When installing slate that has a chance of getting wet, like in a shower or outside, it is important to choose the right kind of slate. Choosing a slate with a low absorption rate is the right kind for your porch.
If the slate didn’t have a low absorption rate, it would soak up water during a rain shower and start to crumble and fall apart.
When installing the slate, it is important to start with a level, smooth, and compact surface. If the slate is installed over a bumpy and uneven ground surface, it will not only look aesthetically wrong and feel odd underfoot, but when the elements come down, water will seep into the holes.
When the weather gets cold, this water will freeze and therefore cause an even larger bump in your porch ground. Take the extra time and effort to put down a very level surface and it will hold up far longer.
Laying down a slate patio involves marking off the area you will be tiling with some sort of demarcation. Small stakes and string work well to define the perimeters of a square. It works well to alternate using square tile and smaller rectangular tile that can be arranged into larger square patterns.

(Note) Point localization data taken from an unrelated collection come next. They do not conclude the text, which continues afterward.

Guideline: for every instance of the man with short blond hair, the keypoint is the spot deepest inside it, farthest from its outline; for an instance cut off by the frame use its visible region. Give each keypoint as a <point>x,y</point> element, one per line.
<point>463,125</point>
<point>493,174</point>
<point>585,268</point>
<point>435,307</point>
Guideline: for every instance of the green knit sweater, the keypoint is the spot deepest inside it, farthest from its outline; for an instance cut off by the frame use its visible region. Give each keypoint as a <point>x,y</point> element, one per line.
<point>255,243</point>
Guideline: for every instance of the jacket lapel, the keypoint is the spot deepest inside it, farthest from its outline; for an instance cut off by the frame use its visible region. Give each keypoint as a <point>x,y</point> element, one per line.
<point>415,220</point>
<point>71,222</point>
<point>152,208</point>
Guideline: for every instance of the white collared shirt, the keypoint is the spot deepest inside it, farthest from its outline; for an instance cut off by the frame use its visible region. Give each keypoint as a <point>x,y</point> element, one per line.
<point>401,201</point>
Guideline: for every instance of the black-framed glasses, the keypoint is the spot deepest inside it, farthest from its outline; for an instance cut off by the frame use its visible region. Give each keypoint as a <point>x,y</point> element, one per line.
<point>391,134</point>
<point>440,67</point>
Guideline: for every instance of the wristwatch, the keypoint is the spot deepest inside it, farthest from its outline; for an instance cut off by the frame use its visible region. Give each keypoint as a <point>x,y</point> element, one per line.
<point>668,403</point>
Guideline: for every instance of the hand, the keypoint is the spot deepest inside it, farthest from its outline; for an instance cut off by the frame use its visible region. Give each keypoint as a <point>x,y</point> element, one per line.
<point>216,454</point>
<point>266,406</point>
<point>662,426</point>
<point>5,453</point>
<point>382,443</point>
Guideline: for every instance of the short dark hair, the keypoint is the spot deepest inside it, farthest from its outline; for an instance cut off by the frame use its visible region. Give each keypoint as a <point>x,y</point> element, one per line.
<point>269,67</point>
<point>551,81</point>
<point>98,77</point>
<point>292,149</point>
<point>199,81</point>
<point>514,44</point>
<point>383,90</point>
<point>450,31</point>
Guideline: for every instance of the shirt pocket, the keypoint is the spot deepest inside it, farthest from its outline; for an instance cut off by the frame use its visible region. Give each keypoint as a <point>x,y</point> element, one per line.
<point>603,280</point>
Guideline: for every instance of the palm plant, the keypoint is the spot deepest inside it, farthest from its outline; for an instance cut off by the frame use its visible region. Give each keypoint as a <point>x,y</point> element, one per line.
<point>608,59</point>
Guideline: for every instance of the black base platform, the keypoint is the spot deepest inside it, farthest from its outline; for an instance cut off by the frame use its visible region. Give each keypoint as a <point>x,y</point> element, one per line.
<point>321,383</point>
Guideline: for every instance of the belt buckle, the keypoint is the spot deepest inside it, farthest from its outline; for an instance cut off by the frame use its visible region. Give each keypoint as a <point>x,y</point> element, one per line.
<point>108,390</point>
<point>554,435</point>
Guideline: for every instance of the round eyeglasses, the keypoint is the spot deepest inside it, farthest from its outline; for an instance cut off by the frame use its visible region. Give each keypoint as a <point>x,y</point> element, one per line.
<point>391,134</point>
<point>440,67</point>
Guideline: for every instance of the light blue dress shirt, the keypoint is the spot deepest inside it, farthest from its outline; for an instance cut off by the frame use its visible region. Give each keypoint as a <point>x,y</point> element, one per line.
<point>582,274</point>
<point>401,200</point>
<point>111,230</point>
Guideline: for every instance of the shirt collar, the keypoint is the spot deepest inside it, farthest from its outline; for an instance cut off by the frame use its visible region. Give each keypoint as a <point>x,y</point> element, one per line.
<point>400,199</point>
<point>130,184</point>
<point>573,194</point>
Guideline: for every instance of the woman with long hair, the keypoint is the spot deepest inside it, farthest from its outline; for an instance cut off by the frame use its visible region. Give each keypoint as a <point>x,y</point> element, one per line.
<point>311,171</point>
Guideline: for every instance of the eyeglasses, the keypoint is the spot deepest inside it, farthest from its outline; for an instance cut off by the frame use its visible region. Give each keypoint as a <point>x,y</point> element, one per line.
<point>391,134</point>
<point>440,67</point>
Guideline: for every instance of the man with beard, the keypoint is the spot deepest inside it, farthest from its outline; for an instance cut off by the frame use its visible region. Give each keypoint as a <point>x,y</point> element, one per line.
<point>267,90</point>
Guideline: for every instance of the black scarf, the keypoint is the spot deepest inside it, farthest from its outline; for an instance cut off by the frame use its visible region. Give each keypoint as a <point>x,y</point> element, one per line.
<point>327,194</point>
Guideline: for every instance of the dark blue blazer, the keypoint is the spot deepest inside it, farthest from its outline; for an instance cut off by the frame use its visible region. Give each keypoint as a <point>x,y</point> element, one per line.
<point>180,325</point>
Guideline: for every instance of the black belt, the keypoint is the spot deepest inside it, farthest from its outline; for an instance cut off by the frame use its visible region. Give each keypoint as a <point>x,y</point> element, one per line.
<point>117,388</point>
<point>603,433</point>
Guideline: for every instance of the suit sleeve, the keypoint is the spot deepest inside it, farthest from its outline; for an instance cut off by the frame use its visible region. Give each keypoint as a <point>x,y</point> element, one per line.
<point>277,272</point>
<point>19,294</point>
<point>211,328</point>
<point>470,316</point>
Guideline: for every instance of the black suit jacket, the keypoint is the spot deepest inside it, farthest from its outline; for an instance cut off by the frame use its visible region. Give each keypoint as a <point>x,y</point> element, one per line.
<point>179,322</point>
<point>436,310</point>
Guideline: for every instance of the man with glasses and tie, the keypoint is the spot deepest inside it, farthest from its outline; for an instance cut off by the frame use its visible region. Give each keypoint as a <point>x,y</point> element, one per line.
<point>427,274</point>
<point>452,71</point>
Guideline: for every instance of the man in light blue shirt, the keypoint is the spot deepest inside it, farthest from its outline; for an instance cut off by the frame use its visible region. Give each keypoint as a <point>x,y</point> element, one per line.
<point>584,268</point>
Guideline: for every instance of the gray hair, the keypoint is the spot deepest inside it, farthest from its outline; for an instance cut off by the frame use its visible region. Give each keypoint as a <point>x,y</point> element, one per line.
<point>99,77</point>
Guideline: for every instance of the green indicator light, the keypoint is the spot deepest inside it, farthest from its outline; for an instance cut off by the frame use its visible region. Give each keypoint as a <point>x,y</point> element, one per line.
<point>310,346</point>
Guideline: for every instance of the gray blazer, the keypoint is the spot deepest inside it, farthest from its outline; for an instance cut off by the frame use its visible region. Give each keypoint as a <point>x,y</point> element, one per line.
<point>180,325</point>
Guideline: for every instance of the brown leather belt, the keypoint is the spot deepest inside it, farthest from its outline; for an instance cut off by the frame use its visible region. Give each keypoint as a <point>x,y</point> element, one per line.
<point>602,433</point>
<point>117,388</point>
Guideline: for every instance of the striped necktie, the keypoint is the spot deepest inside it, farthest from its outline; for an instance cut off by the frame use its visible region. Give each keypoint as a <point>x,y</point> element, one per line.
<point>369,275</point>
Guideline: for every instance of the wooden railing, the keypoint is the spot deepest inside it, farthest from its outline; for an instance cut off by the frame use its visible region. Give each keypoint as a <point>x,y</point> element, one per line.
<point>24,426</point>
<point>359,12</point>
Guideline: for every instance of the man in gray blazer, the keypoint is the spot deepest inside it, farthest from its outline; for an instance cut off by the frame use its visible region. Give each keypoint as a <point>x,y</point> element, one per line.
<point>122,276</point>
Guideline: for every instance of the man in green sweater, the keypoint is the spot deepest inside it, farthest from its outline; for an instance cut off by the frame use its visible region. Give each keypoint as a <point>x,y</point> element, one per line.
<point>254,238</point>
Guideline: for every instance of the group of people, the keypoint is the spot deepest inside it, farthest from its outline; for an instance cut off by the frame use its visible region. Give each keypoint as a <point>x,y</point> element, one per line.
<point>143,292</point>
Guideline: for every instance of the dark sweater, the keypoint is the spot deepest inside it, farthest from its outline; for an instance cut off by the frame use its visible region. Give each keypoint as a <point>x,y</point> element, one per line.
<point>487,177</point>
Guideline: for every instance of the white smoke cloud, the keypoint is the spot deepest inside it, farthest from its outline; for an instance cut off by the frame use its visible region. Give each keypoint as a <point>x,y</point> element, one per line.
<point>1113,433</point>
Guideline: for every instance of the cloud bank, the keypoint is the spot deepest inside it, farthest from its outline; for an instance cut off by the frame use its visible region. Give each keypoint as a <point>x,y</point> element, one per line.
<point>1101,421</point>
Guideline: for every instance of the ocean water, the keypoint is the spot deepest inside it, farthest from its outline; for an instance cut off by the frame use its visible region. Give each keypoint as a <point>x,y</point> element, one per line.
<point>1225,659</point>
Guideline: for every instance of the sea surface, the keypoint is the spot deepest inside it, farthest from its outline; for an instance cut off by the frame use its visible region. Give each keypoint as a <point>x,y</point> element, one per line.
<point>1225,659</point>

Experiment with your tiles first until you have found a good system. Having an idea of this larger square pattern will help you to estimate how many tiles of a certain kind you will need and it will prevent uneven edges. All that is really required of a slate patio is placing it in this pattern directly on top of your grass.
If you want to build a slate porch, however, this is a different story. Building a porch would require tiling over the top of your existing porch using mortar, grout, and a weatherproofing finish. Use a thin set of mortar directly over your existing porch, and start with the sides perpendicular to the ground, working from the bottom up. Don’t get too far ahead of yourself with the mortar.
Only mortar is enough for a couple of tiles to be placed at a time. Mortar an area on the stairs evenly with a trowel spread mortar on the back of your tile, and then put it into place by knocking it a few times with a rubber mallet.
Continue to tile, leaving space between the tiles for grout, until you have reached the top of the sides. Proceed to Tile the landing, working your way back down the staircase.
Only when you have allowed the mortar ample time to dry can you go back in and grout in between the tiles. Be sure to wipe off any excess grout so it doesn’t stick to the tile! Add a couple of coats of weatherproofing sealer allowing the coats to dry between each application.
Just make sure you do not use a high gloss sealer which will get slippery when wet. After your last coat of sealer has dried, the porch should be up and running for traffic.